While it’s not unusual that the prime minister received a two-week extension from President Reuven Rivlin, the total lack of palpable progress is unprecedented in the country’s history.
The situation was predictable once votes were counted and the makeup of the Knesset became clear. Netanyahu needs all the right-wing factions in the legislature to have any coalition.
This means that despite being dwarfed by Likud’s 35 seats, the potential coalition partners feel like they can squeeze Netanyahu for the maximum in coalition negotiations, whether in cabinet portfolios, budgetary expenditures or policy positions.
At the end of the first month of talks, this has brought proceedings to a total impasse.
Every potential coalition partner has found a hill to die on. Kulanu wants to be the last to sign so that Finance Minister Moshe Kahlon can see whether taxes have to be raised to keep up with the other parties’ demands before deciding whether to keep his current job.
Union of Right-Wing Parties (URP) MK Bezalel Smotrich, who’s leading his party’s negotiating team, will not budge from his demand to be justice minister.
Yisrael Beytenu and the haredi (ultra-Orthodox) parties Shas and United Torah Judaism are entangled in an ongoing spat over haredi enlistment – which the Likud has yet to mediate away, with Yisrael Beytenu refusing to accept a change of “even one comma” from the enlistment bill that passed a first reading last year, and UTJ demanding a long list of changes.
Meanwhile, the parties’ demands along with Netanyahu’s need to satisfy the top lawmakers in his own party have led him to extract a commitment from all of his likely partners to vote next week in favor of striking from the law the limit on the number of ministers.

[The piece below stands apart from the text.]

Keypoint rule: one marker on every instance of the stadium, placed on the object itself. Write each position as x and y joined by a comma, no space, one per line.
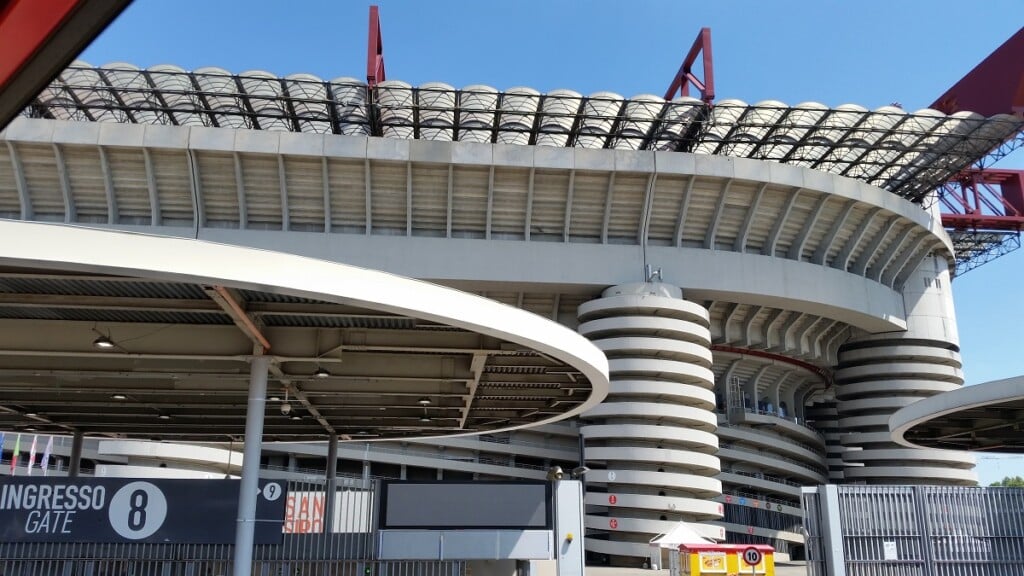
768,282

Much has been said about the increase in ministers costing tens of millions of shekels from the public’s coffers.
While that’s true, it’s pennies compared to some of the demands in coalition negotiations. Yisrael Beytenu wants all pensions to be increased to at least 70% of minimum wage. URP, Shas and UTJ are looking for more money toward housing and yeshivas for the sectors they represent.
And all this is happening while there is a yawning gap between Israel’s fiscal deficit, which reached 3.5% of GDP in February, compared to the government’s target of 2.9%. Deficit projections for the end of 2019 are as high as 4% of GDP. If the government wants to shrink the deficit, it should be cutting, not increasing costs.
With the final deadline for forming a government fast approaching on May 29, all of the negotiating parties need to take a step back and think about the good of the country.
The factions need to prioritize and not expect to walk out with all of their boxes checked, because there are going to be other parties at the cabinet table.
That’s how negotiations work; the Hebrew term for negotiations, masa u’matan, translates literally to “taking and giving.”
Some likely coalition MKs have said that they’re prepared for repeat elections, and that they’ll do even better if that happens. They shouldn’t be so confident. As it says in the Talmud, since the Temple was destroyed, prophecy is only given to fools and infants.
The government has been in limbo, unable to make any major decisions for almost half a year. A repeat election would extend that to almost a year.
We can joke that we’re better off with our politicians doing less, but in all seriousness, that is not a beneficial situation for national security or for the economy.
And that’s in addition to the election itself costing the government about NIS 700 million – and a loss of about NIS 5 billion to the market on Election Day.
The negotiating parties need to get it together and form a coalition already. The public chose Netanyahu as its next prime minister. It is time that the parties realize that and sit down to form a government.